If you are (or were) a fan of `grunge', the chances are that you will recognise the title of this book from the Mudhoney song `Overblown'. `Everyboy loves us' - it begins - `Everybody loves our town/...it's so overblown' sang Mark Arm, aptly describing the media circus surrounding Seattle and the `grunge' phenomenon. Everybody looked at Seattle as the next Mecca of rock, but how did it actually happen? What was it like from the inside?
That is exactly what former music journalist Mark Yarm set out to do with with this project: to make sense of grunge by asking the bands, the roadies, the soundmen, the girlfriends and the hangers on: what happened? He did so by compiling an oral history, entirely told by `witness accounts' rather than by his own authorial voice. The result is a compelling read, which will captivate you right from the first chapter - on how The U-Men once set fire to the stage - right until the end, when the grunge supernova implodes, leaving a string of casualties along the way.

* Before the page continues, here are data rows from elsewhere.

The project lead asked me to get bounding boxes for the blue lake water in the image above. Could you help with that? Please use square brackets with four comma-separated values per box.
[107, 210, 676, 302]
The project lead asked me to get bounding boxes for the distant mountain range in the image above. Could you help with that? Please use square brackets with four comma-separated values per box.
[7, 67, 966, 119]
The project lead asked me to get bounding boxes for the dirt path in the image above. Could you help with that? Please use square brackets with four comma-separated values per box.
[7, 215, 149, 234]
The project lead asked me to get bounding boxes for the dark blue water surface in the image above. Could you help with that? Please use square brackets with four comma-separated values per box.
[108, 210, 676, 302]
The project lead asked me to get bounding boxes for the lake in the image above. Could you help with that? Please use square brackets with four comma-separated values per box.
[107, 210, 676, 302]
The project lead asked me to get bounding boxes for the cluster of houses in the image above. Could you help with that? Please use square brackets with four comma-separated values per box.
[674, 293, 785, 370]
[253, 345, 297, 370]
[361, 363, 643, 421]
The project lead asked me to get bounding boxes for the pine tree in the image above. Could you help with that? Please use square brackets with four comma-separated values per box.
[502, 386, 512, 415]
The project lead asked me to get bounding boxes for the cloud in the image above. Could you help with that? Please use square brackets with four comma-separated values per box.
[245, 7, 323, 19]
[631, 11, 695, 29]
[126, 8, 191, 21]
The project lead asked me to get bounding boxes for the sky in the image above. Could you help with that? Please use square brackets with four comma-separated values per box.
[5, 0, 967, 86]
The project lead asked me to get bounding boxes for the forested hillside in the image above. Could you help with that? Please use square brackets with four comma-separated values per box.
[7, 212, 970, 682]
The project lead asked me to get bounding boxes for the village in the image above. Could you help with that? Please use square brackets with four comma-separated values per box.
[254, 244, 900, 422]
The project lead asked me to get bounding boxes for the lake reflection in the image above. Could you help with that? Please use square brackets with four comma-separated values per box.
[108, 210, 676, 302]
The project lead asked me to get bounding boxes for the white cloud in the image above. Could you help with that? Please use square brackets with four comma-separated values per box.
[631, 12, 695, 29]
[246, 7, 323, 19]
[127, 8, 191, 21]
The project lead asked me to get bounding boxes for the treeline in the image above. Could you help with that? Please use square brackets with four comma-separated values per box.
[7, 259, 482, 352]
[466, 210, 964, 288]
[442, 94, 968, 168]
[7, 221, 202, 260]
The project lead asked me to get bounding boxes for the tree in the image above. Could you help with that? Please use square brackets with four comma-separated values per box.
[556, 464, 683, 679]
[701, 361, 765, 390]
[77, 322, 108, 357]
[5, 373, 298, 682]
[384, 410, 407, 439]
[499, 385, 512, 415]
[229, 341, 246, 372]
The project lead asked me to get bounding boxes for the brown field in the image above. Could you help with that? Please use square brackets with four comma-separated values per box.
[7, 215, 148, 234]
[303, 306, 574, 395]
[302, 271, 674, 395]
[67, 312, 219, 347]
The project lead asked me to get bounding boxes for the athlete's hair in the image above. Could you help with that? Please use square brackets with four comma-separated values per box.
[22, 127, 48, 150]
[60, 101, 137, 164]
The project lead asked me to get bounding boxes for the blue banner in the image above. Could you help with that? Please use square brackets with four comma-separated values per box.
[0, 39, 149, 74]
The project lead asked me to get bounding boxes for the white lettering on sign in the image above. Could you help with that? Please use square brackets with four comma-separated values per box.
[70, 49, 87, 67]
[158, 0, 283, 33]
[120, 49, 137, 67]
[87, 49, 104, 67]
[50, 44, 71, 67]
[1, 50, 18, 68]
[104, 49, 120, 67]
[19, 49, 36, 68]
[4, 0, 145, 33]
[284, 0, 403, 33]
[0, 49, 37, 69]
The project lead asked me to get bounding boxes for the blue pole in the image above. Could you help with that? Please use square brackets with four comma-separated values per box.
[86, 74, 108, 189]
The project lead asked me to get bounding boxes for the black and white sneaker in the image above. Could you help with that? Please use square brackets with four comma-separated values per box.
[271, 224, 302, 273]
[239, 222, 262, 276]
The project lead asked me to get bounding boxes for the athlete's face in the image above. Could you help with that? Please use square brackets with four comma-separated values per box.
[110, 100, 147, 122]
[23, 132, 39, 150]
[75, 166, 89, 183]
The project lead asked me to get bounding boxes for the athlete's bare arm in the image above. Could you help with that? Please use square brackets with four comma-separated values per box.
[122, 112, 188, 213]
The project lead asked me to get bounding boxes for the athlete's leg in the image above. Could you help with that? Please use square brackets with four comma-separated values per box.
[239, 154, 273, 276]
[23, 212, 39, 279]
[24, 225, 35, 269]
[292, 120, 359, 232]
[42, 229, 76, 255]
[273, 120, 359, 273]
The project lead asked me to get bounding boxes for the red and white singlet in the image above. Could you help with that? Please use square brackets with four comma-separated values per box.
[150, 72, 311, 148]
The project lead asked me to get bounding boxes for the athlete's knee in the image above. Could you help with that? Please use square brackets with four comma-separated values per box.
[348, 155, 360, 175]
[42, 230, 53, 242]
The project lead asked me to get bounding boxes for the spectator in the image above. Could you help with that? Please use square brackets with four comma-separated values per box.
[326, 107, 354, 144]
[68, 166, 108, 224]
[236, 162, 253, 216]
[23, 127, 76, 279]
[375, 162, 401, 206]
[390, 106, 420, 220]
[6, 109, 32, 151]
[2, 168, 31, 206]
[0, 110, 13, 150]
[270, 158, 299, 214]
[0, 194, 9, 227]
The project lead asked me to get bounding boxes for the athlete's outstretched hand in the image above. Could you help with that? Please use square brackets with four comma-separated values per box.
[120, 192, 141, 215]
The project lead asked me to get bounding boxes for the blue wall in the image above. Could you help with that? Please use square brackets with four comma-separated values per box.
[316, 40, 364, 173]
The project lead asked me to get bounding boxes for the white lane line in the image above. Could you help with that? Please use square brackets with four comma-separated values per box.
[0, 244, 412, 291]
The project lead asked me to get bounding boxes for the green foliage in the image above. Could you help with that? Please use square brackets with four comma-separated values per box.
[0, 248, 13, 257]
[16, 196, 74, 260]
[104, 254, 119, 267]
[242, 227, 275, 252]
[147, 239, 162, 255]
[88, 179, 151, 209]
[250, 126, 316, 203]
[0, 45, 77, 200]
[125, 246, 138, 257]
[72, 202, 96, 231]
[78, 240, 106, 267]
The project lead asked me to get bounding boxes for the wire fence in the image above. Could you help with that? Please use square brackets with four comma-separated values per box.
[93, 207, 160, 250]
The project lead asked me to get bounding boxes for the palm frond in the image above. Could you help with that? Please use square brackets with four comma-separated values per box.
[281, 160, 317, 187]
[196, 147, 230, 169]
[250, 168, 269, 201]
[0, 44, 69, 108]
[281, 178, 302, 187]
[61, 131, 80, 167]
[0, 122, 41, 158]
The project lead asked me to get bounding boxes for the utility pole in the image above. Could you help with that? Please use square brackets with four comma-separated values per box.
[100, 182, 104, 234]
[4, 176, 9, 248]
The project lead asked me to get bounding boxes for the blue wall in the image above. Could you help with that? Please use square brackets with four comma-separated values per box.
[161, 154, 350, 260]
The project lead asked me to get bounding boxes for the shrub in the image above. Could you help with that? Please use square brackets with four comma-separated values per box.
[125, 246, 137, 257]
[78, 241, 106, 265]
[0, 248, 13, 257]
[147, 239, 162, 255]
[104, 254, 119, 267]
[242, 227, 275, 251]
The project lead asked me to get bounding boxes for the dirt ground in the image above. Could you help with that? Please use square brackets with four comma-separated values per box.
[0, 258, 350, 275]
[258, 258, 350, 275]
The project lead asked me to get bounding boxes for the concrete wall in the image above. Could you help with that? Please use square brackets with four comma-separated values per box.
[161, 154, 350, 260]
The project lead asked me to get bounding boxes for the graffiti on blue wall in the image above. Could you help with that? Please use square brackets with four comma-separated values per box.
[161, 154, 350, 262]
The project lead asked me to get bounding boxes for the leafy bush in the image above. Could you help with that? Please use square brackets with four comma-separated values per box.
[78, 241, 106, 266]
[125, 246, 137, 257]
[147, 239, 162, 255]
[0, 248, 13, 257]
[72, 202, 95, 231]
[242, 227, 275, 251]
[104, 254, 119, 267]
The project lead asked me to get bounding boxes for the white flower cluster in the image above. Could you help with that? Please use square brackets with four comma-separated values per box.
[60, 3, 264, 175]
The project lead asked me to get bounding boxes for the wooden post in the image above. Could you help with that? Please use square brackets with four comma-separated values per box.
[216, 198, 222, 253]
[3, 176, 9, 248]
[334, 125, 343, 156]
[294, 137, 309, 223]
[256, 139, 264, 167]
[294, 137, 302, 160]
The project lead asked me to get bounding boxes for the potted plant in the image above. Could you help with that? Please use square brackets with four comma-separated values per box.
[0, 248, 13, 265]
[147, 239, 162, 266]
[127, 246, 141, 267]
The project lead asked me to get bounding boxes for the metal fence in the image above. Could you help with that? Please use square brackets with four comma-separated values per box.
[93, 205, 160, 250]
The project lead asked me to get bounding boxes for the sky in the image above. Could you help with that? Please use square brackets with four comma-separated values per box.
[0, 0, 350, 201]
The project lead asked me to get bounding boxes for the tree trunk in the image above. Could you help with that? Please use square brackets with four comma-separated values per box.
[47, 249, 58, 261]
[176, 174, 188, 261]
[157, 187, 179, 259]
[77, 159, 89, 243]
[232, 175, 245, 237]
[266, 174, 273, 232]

This collection of interviews, loosely grouped by band but expertly interwoven in chronological order, offers an almost seamless narrative which has the page-turning quality of the best fiction. Yarm pieced ELOT together from both existing and new material; by doing so, he succeeded in creating an incredibly comprehensive `bible' of grunge, with cross referencing questions and answers and whose protagonists often give their own version of events only described a few paragraphs before. The result is often very amusing, with discordant opinions on what really happened and all people in question offering their own contradicting version. Predictably, anecdotes involving Courtney Love seem to invariably be cause for disagreement.
There are a lot of books about `grunge' out there but ELOT stands out because it lets its protagonists do the talking, instead of attempting to draw the kind of pseudo-sociological conclusions so beloved by popular culture writers. If you never had the chance to experience the early 1990s Seattle scene in person, this book is going to be the next best thing.